SCONTRO SUL GRANO. A peggiorare il quadro, a Foggia, c’è anche quella che alcuni definiscono come “la guerra del grano”. Ieri, mercoledì 9 marzo, alla Borsa Merci della Camera di Commercio di Foggia i produttori hanno avuto la peggio. Avevano chiesto un aumento del prezzo del grano duro di 15 euro a tonnellata, per poter rientrare almeno in parte dal vertiginoso aumento dei concimi (il costo dell’urea è arrivato a oltre 150 euro al quintale). In commissione, una volta arrivati a votare, le due proposte di prezzo – l’una della parte industriale, l’altra dei produttori – hanno ottenuto lo stesso numero di voti.

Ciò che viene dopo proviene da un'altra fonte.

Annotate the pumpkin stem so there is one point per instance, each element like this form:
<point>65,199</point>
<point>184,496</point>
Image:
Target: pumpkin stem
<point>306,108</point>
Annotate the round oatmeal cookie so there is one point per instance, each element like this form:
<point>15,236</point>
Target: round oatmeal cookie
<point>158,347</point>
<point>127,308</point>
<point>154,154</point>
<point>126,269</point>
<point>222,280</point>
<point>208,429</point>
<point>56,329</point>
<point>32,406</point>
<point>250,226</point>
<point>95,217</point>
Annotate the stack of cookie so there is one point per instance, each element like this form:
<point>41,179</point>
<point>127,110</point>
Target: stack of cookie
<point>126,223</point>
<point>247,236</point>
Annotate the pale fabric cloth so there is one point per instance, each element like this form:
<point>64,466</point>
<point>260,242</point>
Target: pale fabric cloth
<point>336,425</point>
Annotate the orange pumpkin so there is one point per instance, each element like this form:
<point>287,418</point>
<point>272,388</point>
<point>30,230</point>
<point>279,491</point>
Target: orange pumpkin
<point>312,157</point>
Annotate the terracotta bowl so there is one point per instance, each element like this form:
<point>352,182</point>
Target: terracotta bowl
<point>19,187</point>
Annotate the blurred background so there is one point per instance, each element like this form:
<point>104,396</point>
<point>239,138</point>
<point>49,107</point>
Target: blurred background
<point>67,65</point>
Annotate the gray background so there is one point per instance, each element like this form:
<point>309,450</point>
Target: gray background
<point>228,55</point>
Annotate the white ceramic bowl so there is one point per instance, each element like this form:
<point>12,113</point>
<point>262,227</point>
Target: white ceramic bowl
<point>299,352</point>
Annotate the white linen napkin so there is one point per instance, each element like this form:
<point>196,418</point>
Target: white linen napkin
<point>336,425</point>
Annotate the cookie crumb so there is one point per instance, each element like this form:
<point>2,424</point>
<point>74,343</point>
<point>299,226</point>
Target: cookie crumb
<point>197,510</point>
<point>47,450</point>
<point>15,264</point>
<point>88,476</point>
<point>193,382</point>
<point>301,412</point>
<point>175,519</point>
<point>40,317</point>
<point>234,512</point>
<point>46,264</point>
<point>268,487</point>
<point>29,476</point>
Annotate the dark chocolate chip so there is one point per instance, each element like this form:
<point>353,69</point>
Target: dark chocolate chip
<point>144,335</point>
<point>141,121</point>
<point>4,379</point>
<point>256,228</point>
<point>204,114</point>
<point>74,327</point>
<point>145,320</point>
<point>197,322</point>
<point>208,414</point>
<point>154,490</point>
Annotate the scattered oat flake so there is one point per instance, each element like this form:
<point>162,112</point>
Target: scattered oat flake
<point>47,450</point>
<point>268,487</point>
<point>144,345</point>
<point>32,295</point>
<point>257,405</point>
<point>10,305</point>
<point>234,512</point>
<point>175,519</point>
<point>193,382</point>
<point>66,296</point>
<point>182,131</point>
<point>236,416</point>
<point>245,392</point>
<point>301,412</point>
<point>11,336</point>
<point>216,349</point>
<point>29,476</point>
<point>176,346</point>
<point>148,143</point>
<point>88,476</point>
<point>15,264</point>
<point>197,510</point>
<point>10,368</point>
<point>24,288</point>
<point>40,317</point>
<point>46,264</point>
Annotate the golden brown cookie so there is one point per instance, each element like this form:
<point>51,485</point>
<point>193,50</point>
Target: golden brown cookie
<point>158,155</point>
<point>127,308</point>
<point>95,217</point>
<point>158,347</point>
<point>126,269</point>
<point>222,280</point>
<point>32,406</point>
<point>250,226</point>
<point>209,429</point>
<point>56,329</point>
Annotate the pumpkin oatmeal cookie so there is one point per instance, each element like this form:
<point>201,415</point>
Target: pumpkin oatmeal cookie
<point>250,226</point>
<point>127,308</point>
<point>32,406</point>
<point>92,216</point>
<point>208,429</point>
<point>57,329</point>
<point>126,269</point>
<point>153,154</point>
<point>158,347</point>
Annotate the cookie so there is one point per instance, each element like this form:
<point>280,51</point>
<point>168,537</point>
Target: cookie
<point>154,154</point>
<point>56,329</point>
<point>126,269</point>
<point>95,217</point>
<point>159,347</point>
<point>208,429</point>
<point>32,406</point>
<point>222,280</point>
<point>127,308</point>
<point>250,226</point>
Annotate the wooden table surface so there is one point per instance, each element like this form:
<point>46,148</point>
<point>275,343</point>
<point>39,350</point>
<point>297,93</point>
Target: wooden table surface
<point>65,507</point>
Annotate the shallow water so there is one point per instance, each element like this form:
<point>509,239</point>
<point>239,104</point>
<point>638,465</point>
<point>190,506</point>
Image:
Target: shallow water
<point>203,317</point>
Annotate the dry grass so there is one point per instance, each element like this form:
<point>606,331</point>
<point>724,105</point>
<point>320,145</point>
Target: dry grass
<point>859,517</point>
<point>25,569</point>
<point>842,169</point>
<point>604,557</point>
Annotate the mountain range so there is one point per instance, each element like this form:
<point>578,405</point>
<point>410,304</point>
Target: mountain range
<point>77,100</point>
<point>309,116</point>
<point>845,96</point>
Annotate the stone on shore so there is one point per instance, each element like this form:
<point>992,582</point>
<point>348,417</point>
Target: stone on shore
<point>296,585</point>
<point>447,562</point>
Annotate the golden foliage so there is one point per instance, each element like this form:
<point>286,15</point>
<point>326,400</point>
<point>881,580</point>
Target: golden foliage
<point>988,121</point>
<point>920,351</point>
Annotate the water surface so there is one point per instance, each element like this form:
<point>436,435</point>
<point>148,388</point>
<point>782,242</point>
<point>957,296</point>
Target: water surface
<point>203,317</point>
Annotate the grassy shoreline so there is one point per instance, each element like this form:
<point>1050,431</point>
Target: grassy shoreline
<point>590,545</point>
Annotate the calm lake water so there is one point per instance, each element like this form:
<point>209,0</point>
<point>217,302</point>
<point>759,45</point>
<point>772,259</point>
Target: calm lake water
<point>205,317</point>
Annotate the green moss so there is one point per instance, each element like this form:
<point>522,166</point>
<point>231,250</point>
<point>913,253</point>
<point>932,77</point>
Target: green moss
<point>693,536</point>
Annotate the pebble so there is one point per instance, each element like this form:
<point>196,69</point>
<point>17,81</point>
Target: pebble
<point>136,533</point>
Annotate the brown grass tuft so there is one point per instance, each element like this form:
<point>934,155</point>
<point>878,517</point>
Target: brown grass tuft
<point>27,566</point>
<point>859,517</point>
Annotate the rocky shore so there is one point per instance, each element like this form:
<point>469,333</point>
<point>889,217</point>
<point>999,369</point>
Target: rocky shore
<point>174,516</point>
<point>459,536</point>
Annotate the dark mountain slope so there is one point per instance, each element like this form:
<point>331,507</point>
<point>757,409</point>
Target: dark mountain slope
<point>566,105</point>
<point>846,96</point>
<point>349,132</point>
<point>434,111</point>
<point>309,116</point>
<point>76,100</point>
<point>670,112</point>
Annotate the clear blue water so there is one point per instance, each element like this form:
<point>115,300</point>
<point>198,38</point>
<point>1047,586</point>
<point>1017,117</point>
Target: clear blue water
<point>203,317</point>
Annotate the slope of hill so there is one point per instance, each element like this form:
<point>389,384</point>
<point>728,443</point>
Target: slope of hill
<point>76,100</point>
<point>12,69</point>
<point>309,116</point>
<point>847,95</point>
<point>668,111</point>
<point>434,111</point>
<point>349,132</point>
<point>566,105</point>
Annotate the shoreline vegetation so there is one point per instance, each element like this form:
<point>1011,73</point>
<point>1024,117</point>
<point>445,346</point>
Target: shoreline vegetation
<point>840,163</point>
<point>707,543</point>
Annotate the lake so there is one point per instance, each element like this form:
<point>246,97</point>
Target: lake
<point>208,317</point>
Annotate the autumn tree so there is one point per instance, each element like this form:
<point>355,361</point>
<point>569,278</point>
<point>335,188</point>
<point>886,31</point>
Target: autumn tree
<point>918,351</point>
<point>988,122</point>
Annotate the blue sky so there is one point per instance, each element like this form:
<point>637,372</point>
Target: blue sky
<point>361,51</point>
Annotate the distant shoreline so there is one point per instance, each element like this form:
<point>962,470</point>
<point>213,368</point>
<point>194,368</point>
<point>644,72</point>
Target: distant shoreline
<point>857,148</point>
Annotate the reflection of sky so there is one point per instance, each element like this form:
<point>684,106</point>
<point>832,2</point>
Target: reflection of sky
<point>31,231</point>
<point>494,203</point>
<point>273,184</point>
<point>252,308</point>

A quel punto, però, invece di cercare una mediazione, il presidente (e industriale) Umberto Sacco ha fatto valere la regola secondo cui il suo voto vale doppio. In questo modo, l’aumento concordato è stato di soli 5 euro alla tonnellata, con una distanza marcata dai 15 euro richiesti dai produttori.
“In questo modo”, ha dichiarato Silvana Roberto, vicepresidente CIA Capitanata e membro della Commissione Unica Nazionale sul grano, “gli investimenti resteranno bloccati e i produttori di grano non riusciranno a rientrare almeno in parte dall’aumento folle di tutti i costi di produzione”.